更に産経の9月18日に始まった連載「私の小沢一郎論」が面白い。トップバッター奥島貞夫・元自民党幹事長室長の「首相にならぬこと祈る」は圧巻だ。小沢氏自身「変る」、周りも「変った」と言うが、人間はそんなに簡単に変るものではない。中国語で「江山易改・本性難移」(領土を変えるのはたやすいが、性格を変えるのは至難の業)と言う諺がある。このシリーズも必読の企画だが、問題はどうすればこれらの活字を有権者に届けるか、である。これほどの説得力は第三者だからこそ。政治家の口から出るのとは重みが違う。
それでも総裁選後の記者会見で、新総裁が焦眉の急である補正予算案について「野党が反対するのは常識的に考えにくい」と述べた言葉は聞くに値する。
選挙用のスローガンは常に短く、インパクトのあるフレーズになりがちだが、国家の基本的な問題を、じっくり根気よく説明していくべきだ。限られた時間ならば、人海戦術でいけばよい。枝葉末節でなく、王道で行ってこそ、起死回生がなる。

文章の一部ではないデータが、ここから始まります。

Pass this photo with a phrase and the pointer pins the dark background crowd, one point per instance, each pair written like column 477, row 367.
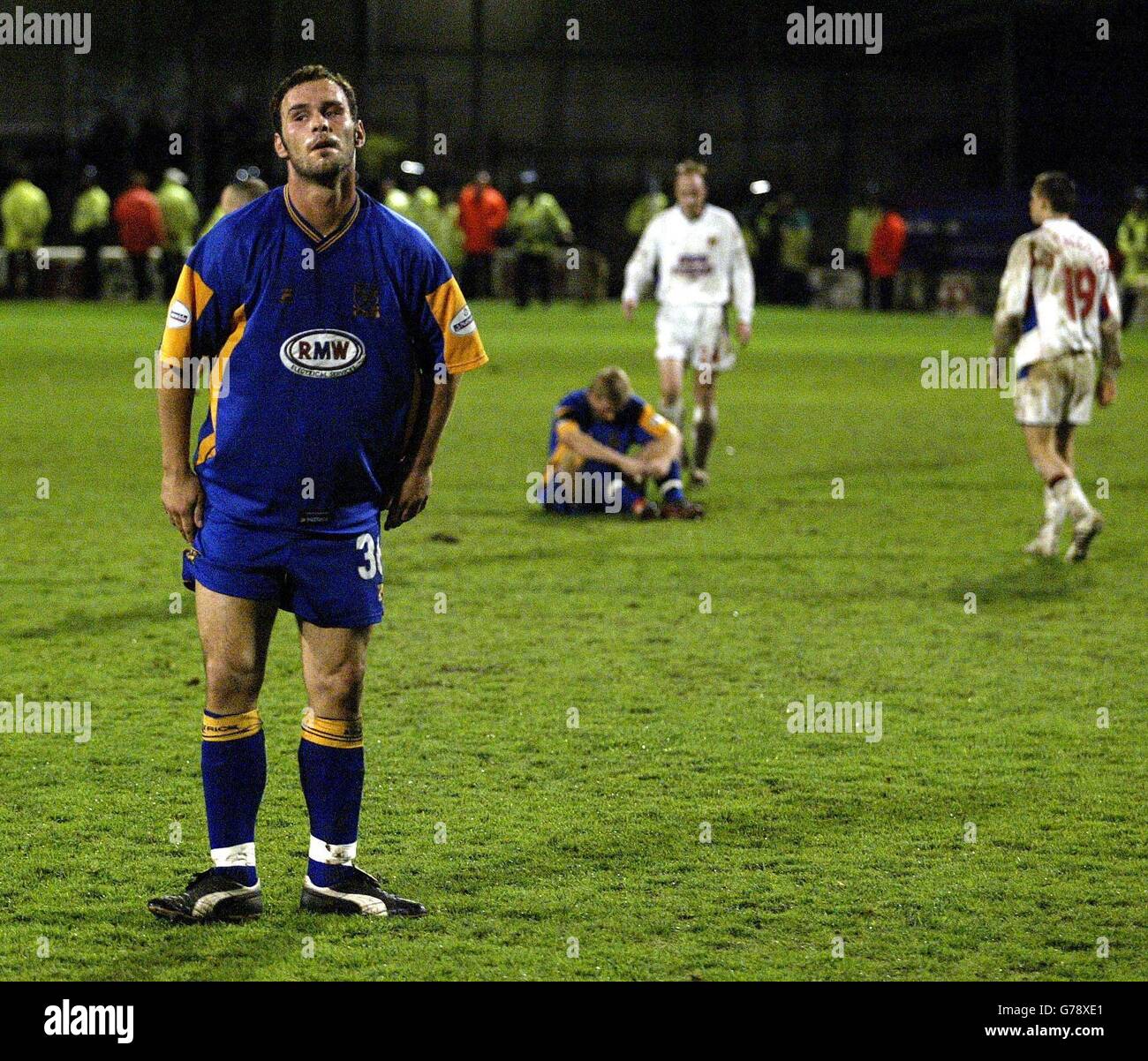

弊著「政治家の品格、有権者の品格」では、岡山の有権者が「姫の虎退治」に踊らされた愚を指摘した。岡山で講演した折にも、満場の参加者に向けて「姫井なにがしに投票した人は反省して下さい」とまで言ってのけた。残念ながらそれでも姫井議員六年の任期は揺るがない。次の衆院選では有権者の品格向上を期待したい。
総選挙で過半数を得ることができれば、それは直近の民意であり、野党も参院の数を乱用できなくなる。いずれにせよ、一国のリーダーは明るい人が望ましい。陰々滅々では国の将来も暗くなる。